Nie zuvor hat die Wissenschaft so schnell auf einen Ebola-Ausbruch mit Impfstoffen reagiert wie beim aktuellen Ausbruch in Uganda. „Das lässt sich nur erklären, weil die Vorarbeiten seit vielen Jahren laufen“, sagt Stephan Becker, Virologe an der Universität Marburg und Forschungskoordinator am Deutschen Zentrum für Infektionsforschung.

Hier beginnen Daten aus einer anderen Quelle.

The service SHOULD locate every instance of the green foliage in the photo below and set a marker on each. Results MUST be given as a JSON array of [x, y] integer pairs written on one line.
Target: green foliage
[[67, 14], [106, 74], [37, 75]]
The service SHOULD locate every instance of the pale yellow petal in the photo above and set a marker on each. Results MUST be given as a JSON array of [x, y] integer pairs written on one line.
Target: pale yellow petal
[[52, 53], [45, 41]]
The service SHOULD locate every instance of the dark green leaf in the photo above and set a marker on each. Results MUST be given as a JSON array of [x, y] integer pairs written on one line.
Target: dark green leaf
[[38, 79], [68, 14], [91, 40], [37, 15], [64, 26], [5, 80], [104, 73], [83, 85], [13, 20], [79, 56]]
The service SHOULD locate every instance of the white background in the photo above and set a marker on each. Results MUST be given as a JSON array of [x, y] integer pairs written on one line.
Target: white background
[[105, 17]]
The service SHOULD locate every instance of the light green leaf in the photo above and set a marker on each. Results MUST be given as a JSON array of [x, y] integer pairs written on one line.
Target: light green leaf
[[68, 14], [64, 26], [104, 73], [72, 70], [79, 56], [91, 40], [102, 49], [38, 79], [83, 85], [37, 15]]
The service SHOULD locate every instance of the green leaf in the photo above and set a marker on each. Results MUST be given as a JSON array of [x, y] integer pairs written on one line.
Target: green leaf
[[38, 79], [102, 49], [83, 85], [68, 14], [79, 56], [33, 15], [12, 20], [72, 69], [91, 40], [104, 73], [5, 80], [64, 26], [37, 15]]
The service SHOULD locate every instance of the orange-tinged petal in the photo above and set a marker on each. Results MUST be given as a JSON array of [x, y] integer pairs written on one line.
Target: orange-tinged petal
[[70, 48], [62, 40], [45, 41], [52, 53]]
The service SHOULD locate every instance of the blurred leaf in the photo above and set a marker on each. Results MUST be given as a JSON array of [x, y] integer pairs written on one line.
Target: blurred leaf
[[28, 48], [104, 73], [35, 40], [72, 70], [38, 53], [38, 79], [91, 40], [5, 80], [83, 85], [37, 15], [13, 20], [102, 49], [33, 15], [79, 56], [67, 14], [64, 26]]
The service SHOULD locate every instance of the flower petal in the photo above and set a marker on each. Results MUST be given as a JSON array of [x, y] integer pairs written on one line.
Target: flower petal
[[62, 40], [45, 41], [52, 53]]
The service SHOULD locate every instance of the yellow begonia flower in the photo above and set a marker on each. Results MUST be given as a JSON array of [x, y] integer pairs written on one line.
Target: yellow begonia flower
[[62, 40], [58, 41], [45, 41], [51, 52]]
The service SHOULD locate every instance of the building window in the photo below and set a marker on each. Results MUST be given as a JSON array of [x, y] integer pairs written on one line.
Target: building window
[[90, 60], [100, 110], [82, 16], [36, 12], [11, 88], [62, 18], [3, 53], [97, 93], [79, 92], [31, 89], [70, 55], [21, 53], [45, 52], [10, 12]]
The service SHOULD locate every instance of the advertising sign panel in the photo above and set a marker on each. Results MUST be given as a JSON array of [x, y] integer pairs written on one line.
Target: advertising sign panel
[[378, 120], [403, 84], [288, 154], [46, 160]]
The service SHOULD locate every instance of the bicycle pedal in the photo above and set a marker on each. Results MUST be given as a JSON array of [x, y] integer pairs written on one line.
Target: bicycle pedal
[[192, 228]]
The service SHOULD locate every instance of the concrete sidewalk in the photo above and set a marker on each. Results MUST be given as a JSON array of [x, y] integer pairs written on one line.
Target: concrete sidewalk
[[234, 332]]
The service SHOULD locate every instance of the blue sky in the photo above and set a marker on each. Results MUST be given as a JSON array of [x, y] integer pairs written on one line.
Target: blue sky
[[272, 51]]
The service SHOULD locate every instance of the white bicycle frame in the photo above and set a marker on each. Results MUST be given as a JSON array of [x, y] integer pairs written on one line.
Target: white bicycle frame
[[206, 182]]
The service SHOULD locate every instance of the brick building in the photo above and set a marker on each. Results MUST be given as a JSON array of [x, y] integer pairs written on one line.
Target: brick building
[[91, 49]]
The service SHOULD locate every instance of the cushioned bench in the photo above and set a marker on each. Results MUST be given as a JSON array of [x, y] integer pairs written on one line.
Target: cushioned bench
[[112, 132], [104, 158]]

Forschung durch die Epidemie angeheizt

Die Vorarbeiten sind vor allem auf die große Ebola-Epidemie in Westafrika von 2014 bis 2016 zurückzuführen. Diese forderte mehr als 11.000 Todesopfer. Zu dieser Zeit war eine andere Variante des Virus namens Ebola-Zaire weit verbreitet. Die Epidemie veranlasste Forschungsarbeiten vor allem gegen dieses Virus, aber nicht nur: Forscher haben sich auch andere Varianten des Ebola-Virus genau angesehen, einschließlich der Ebola-Sudan-Variante.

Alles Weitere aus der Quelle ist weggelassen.